WPRP physical recovery — recover a power-law wp(rp) γ from a Poisson-sampled anisotropic mock

High

tests/test_recovery_clustering.py

\(|\hat\gamma - \gamma_\mathrm{true}| < 0.15\) on scales 0.1–10 Mpc

WTHETA physical recovery — recover w(θ) from a Poisson-sampled angular mock

High

tests/test_recovery_clustering.py

Power-law slope within 0.15 of truth

DeltaSigma physical recovery — recover ΔΣ(rp) from a synthetic NFW profile with known mass

High

tests/test_recovery_lensing.py

Recovered M200c within 30% of truth

SMF vs COSMOS literature — automate comparison against Ilbert+ (2013) COSMOS2015 SMF in ≥ 2 redshift bins

Medium

tests/test_literature_smf.py or docs/scripts/

Δφ/φ < 30% in populated bins (accounting for cosmic variance)

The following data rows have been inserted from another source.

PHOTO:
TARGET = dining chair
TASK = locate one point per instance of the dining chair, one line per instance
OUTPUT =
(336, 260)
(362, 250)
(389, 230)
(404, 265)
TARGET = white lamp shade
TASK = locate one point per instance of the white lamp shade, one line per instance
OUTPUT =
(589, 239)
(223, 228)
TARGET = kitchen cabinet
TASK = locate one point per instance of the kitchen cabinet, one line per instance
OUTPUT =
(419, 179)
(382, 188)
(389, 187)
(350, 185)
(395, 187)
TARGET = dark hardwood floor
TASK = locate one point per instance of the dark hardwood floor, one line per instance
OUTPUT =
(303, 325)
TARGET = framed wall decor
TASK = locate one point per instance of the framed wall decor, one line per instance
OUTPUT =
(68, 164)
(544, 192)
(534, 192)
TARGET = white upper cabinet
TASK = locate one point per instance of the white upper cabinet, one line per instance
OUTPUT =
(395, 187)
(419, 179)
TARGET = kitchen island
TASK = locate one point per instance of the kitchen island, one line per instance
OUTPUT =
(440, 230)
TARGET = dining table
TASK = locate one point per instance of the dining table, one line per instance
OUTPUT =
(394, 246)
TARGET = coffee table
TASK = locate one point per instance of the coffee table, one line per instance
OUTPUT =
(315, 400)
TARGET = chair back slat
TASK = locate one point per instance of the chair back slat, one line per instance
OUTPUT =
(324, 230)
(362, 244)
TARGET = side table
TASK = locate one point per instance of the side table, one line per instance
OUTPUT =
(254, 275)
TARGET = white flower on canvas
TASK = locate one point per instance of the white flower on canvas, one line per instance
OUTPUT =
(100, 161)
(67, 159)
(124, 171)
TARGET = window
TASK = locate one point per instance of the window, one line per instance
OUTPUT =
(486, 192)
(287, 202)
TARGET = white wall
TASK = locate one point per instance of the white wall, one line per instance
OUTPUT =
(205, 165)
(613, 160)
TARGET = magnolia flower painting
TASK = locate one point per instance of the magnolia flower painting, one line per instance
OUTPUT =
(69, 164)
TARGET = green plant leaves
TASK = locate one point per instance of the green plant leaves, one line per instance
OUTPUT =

WPRP vs GAMA literature — automate comparison against Farrow+ (2015) GAMA wp

Medium

tests/test_literature_wprp.py

Δwp/wp < 50% (field-variance dominated)

Jackknife covariance quality — verify JK covariance is PSD and condition number is < threshold

Low

tests/test_covariance.py

All eigenvalues > 0; condition number < 10⁴

Stub test files for the high-priority items are at tests/test_recovery_clustering.py and tests/test_recovery_lensing.py. Each test is marked @pytest.mark.skip(reason="not yet implemented") so it appears in the test output as a reminder without blocking the suite.


Adding new tests

When adding a new estimator or modifying an existing one, please add at minimum:

  1. A unit test (correct output shape and sign, expected exceptions).

  2. A physical recovery test if the estimator is a statistical estimator (verify on a mock with known truth).

The _make_schechter_lf_cat and _make_double_schechter_smf_cat helpers in tests/test_recovery.py can be reused to generate controlled mock catalogues.

Use numpy.random.default_rng(seed) with a fixed seed so tests are reproducible.